C’était un matin de la semaine dernière, peu avant la prise des cours, devant un lycée de l’agglomération caennaise. L’établissement, jusque-là épargné par les blocages, se voyait rattrapé par la mobilisation. Échaudés par la répression policière des années précédentes, les lycéens à l’initiative du blocage s’étaient organisés pour avoir le nombre de leur côté.

C’est alors que certains – pas tous, loin s’en faut ! – élèves de classes préparatoires aux grandes écoles, excédés de ne pas bénéficier d’un coupe-file en forme de passe-muraille, entreprennent de passer par-dessus les grilles de l’établissement. L’un d’eux, négligeant le ridicule de sa position, se croit malin d’apostropher les bloqueurs du haut de son perchoir : « Nous, on a un avenir. »
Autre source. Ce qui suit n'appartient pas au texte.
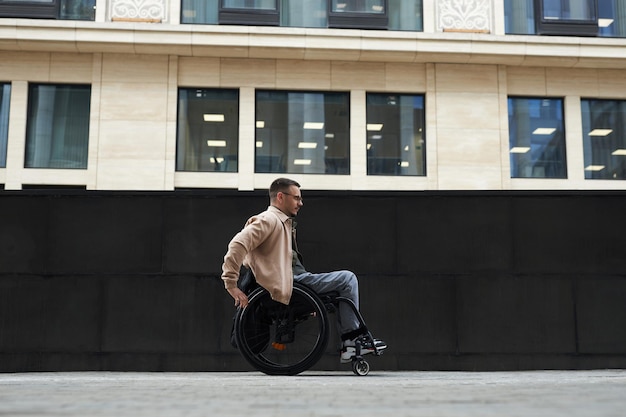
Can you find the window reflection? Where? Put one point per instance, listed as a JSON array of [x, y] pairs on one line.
[[302, 132], [537, 138], [358, 6], [604, 138], [250, 4], [208, 130], [57, 131], [396, 142]]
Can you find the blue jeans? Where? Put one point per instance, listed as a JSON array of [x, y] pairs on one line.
[[346, 284]]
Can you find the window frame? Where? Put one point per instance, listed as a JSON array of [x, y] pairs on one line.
[[24, 9]]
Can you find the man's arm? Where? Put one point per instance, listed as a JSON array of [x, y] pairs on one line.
[[253, 234]]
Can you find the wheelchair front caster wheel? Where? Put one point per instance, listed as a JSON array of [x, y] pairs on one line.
[[360, 367]]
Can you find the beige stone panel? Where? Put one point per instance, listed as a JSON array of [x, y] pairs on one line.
[[46, 35], [466, 78], [131, 174], [198, 72], [25, 66], [296, 74], [467, 111], [211, 42], [107, 38], [388, 46], [32, 176], [333, 44], [569, 81], [8, 34], [526, 81], [134, 68], [133, 101], [357, 75], [469, 148], [176, 40], [612, 83], [130, 139], [469, 178], [260, 73], [280, 43], [218, 180], [405, 77], [451, 47], [16, 141], [75, 68]]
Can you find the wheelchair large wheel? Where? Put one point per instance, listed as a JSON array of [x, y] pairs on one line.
[[280, 339]]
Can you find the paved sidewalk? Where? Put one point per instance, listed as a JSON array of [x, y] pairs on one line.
[[395, 394]]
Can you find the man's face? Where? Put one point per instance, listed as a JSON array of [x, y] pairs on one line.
[[289, 202]]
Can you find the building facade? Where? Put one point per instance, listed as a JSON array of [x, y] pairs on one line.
[[365, 100]]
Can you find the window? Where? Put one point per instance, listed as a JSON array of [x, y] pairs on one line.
[[364, 14], [537, 138], [208, 130], [249, 12], [5, 93], [49, 9], [302, 132], [405, 15], [604, 139], [563, 17], [395, 134], [304, 13], [57, 130]]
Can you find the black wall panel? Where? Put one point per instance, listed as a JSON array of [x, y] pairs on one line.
[[471, 281]]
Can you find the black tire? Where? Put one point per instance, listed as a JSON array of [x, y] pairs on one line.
[[280, 339]]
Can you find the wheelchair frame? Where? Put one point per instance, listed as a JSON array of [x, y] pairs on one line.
[[280, 339]]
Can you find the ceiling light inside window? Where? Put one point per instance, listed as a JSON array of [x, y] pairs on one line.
[[213, 117], [374, 127], [600, 132], [544, 131], [605, 23]]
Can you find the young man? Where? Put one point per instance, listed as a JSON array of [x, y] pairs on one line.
[[268, 247]]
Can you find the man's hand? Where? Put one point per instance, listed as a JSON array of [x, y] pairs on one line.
[[241, 299]]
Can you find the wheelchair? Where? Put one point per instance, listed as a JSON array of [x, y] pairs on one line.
[[279, 339]]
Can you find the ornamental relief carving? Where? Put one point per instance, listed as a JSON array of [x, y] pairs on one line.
[[464, 15], [152, 10]]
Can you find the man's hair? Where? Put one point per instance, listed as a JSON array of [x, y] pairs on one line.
[[281, 185]]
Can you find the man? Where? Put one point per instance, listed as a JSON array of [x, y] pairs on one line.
[[267, 246]]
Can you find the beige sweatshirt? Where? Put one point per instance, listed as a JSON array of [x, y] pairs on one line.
[[264, 246]]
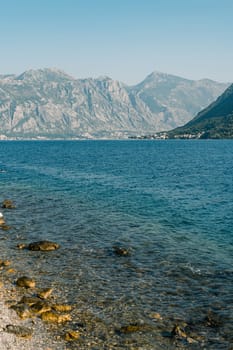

« Nous, on a un avenir » ? C’est l’aveu involontaire que ce n’est pas le cas de tous les autres. Par exemple, les élèves de terminale qui passent lundi 20 et mardi 21 mars leurs épreuves de spécialité. Avec une année amputée de trois mois de cours, soit les programmes – dont l’ambition n’a pas été ajustée au calendrier – ont été survolés, soit ils n’ont pas été entièrement couverts. D’ailleurs, dans au moins 120 lycées, des enseignants sont ce lundi 20 mars en grève des surveillances pour dénoncer les conditions dans lesquelles on les a contraints à travailler et à faire passer ce bac à leurs élèves. Certes, cela n’empêchera pas les épreuves de se dérouler, quitte à laisser les élèves composer dans n’importe quelles conditions. In fine, ParcourSup, qui a remplacé le bac dans la fonction de tri social, se chargera d’éjecter comme l’an dernier des milliers de jeunes, y compris bacheliers, des études supérieures.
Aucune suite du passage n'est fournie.